Watch this new video about The Big Feed festival 2018 that captures all the stories of the day – enormous thanks to everyone who supported, participated, and came along. I loved writing a science show script about Banbury’s food heritage and delivering it with experiments by Andres Tretiakov.
The Big Feed festival 2018, as reported in The Banbury Guardian:
Coffee, chocolate, cake and curry sauce were all on the menu at this year’s Big Feed festival on Sunday 23rd September as the town celebrated its food heritage and thriving food industry.
A community event organised by Wykham Park Academy, held in Space Studio Banbury, and supported by Cherwell District Council and Visit Banbury, the festival brought together large and small food companies including Jacobs Douwe Egberts, Barry Callebaut, Limes Farm, Broughton Grounds Farm and McDonalds. The free lunch saw people’s plates packed with noodles by Malaysian Memories, chicken gumbo including meat by Betts Butchers, and Jamie Oliver Meal Creations rice, made in Banbury and donated by Fiddes Payne, plus locally-made samosas, bhajis and quiches. Vegetables and fruit were supplied by Produce Warriors, and chocolate for the fountains was donated by Callebaut. Mayor Shaida Hussain chaired a panel debate with local food experts on the future of food – hi-tech or traditional? and local eggs, honey, coffee and curry sauce were on sale.

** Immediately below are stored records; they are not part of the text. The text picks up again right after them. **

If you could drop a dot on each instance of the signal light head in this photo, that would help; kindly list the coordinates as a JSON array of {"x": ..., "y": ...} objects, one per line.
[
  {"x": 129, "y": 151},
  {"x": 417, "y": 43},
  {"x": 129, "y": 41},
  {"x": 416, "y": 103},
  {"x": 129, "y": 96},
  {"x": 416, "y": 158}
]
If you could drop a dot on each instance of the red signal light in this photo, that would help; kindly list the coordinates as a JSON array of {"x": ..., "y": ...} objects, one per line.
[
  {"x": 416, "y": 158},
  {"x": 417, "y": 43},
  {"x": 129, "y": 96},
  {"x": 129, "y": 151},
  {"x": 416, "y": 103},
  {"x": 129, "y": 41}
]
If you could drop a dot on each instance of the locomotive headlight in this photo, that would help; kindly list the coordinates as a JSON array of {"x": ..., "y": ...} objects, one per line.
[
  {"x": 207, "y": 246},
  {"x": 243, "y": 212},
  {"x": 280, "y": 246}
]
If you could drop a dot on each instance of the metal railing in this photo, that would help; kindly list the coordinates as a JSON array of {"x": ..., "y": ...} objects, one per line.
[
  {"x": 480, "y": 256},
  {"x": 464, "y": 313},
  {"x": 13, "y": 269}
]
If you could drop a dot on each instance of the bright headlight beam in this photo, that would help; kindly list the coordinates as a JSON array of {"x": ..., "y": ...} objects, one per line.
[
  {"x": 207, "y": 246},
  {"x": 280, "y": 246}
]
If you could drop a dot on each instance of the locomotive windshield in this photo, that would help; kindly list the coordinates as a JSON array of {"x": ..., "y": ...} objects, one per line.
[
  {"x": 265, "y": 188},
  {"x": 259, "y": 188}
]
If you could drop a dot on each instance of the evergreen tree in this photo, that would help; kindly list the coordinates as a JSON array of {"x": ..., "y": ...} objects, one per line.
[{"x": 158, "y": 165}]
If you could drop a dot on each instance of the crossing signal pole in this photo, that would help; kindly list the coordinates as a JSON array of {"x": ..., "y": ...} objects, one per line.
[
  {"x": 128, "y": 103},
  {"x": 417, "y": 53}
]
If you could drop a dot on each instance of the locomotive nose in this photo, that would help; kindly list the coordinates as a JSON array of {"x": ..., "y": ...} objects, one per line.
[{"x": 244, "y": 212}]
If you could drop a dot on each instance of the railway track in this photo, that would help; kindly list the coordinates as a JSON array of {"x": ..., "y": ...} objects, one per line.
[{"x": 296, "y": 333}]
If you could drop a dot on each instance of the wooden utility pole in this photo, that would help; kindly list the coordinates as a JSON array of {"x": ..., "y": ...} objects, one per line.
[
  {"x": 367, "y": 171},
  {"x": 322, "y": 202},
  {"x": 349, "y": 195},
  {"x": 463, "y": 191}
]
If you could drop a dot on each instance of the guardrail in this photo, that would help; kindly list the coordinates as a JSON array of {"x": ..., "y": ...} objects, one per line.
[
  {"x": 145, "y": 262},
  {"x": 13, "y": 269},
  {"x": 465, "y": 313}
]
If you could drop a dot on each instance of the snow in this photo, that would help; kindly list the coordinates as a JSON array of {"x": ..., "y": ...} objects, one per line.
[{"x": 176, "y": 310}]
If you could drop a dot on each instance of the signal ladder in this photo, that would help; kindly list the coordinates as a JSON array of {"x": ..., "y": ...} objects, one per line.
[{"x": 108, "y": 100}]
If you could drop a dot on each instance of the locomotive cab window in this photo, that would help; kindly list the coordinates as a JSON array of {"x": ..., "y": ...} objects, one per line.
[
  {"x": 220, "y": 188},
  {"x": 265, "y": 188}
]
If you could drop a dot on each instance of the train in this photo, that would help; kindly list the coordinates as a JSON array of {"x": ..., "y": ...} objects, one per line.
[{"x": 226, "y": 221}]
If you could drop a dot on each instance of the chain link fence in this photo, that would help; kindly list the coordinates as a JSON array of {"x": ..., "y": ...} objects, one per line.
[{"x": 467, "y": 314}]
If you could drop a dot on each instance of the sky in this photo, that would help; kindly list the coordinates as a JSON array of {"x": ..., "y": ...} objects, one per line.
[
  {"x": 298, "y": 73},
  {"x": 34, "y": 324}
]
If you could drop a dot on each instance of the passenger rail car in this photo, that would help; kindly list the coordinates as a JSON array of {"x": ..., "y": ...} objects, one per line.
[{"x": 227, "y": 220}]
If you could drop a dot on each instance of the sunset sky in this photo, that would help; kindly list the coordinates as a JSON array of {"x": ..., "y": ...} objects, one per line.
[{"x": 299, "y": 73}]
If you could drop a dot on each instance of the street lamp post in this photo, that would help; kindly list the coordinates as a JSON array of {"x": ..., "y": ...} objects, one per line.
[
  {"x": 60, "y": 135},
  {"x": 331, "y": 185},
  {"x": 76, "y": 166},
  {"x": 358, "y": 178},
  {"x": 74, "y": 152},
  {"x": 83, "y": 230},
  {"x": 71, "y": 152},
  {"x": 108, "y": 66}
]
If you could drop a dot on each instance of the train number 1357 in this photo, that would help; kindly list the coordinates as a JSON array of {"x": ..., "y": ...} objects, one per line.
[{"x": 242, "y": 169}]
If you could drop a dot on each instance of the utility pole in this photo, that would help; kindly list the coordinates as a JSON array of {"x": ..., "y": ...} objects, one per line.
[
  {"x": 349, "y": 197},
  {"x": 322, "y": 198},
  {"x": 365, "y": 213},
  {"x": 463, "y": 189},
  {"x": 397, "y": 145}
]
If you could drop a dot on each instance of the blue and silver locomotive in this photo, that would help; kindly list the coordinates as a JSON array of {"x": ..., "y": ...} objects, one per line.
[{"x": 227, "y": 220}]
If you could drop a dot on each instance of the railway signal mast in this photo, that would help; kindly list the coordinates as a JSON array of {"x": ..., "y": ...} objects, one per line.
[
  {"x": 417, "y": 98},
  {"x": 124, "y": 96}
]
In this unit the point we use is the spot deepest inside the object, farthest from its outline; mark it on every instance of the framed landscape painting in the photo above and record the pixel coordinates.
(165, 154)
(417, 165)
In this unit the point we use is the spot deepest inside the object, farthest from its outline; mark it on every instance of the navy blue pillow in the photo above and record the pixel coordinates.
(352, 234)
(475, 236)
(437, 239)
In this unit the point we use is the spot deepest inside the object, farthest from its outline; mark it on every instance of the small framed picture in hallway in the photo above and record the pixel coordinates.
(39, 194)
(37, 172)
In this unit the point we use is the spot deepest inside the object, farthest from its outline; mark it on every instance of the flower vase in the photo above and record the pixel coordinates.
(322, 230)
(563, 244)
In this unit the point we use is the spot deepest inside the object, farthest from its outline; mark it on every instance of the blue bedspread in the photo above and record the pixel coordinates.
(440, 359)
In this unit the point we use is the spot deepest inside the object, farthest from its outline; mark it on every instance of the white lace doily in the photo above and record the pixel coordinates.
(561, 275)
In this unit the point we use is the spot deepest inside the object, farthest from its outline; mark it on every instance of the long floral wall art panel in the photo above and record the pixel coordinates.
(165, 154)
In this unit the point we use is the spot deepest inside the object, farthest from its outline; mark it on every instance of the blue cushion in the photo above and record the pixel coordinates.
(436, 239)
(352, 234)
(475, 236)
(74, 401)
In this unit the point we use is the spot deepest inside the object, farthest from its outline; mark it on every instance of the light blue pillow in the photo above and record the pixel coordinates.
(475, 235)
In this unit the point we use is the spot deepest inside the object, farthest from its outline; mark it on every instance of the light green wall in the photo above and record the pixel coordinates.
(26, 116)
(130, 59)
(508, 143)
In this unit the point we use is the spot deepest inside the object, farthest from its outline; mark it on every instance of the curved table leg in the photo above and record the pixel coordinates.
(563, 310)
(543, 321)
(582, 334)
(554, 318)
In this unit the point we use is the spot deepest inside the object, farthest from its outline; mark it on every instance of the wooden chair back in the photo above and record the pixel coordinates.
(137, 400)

Festival-goers could use their mobile phones to log in to a new multi-player chef game Too Many Cooks made by sixth-formers at the school. Food science entertainment by Andres Tretiakov and Emma Walton included making slime from cornflour, exploding custard powder, growing snakes from sugar, and testing acids and alkalis using red cabbage. Local author Rebecca Mileham explained how rosewater is one ingredient of Banbury cakes, and that locally-grown roses and rhubarb went on display at the Great Exhibition of 1851 in London.